A category of site which does appear to be succeeding (ie they continue to develop and expand) is the established law publishers, in particular Butterworths, Sweet & Maxwell/Westlaw and Lawtel/interactive lawyer. This is not to say necessarily that their online operations are yet profitable, but they had sound pre-existing businesses to support their online development and large bases of loyal, paying customers. And of course their sites are high in hard content.
There are still opportunities for innovative and well-run legal e-businesses, but the days of the quick buck are surely numbered.
Your legal e-business
There are now well over 1,000 firms of solicitors in England and Wales with websites and an increasing number of other legal advice sites competing for your business. It is now no longer simply desirable but an imperative to have a web presence in order retain and increase business.

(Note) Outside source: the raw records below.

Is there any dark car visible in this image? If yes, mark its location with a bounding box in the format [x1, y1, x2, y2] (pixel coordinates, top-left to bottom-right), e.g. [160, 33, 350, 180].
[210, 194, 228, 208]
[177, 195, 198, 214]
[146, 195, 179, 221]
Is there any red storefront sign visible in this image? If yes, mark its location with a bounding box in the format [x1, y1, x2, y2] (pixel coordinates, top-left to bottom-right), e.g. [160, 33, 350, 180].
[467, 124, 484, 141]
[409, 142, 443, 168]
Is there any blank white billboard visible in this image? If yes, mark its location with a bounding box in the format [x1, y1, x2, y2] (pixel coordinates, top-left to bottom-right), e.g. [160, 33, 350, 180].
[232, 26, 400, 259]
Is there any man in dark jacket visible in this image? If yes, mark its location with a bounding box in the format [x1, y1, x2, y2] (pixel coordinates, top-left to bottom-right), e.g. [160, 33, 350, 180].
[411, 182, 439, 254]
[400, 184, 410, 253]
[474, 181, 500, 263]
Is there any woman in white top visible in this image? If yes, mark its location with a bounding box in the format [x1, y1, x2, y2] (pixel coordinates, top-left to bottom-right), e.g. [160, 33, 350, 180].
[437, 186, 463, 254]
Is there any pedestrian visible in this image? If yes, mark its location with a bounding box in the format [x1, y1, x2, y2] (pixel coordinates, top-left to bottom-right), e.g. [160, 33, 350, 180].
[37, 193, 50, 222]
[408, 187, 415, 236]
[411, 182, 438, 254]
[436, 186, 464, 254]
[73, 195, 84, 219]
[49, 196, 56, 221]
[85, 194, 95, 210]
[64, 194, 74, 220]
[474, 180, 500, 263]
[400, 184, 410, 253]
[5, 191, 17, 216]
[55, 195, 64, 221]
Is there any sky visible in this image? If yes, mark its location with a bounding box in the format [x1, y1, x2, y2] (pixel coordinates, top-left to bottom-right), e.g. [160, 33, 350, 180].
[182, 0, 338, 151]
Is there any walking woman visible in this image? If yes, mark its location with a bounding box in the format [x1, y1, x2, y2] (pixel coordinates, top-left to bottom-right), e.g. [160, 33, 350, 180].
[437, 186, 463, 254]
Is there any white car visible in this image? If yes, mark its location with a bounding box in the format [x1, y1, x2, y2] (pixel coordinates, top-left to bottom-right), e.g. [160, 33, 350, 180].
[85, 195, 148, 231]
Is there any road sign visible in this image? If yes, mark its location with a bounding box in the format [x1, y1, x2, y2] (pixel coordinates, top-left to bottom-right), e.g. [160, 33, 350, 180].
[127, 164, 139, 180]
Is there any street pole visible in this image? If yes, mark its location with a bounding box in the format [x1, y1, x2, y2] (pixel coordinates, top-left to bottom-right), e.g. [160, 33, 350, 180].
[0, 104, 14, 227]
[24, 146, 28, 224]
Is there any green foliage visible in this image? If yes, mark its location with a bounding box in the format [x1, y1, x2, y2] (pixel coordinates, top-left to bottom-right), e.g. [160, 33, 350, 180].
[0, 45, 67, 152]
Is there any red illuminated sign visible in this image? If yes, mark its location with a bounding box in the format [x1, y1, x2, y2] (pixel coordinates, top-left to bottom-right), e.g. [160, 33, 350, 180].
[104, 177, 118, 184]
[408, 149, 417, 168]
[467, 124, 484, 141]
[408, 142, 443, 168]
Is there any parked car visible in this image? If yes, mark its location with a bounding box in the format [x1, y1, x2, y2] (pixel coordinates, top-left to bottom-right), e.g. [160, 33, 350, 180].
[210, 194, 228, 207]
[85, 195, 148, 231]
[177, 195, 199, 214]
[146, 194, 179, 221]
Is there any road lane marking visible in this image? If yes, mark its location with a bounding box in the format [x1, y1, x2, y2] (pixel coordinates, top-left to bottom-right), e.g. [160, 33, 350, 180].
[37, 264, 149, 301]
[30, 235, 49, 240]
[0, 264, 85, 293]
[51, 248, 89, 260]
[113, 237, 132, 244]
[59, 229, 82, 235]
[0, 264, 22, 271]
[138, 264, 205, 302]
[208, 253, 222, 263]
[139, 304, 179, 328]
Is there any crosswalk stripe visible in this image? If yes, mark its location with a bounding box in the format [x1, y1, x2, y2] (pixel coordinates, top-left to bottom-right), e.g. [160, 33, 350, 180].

But given the catalogue of failure described above you will be forgiven for wondering how you will make this pay.
Certainly you should aim to provide a meaningful web service rather than a simple advertising brochure. But this does not mean you have to invest large sums on sophisticated e-commerce capabilities. Given the finding reported above that the majority of users use the internet to gather information and communicate, you should aim first to fulfill these needs. Last June’s Page on the Web set out some basic guidelines for getting your web business going and September’s Page some ideas for promoting it. The latter counselled careful evaluation of legal marketing sites which promise actively to promote your services. According to a recent survey, experience to date is that they deliver little benefit (see Delia Venable’s article at www.venables.co.uk/n0101marketing.htm).
Affiliate marketing
Returning to advertising, an alternative to expensive, yet ineffective, banner advertising is ‘affiliate’ marketing agreements between providers of complementary goods and services. Here the supplier pays a commission (typically between 5% and 15%) to the affiliate website for orders referred to it via links from the affiliate site. The oldest such scheme is that operated by the online bookseller Amazon who now boast more than half a million affiliates worldwide. For the supplier, customer acquisition costs are considerably reduced; and the affiliate is able to offer a wider range of services to its customers. How productive this is depends on how well the service complements the affiliate’s business and how effectively the affiliate integrates the links into its site. In one form or another such schemes are being increasingly used in e-businesses both for and by lawyers.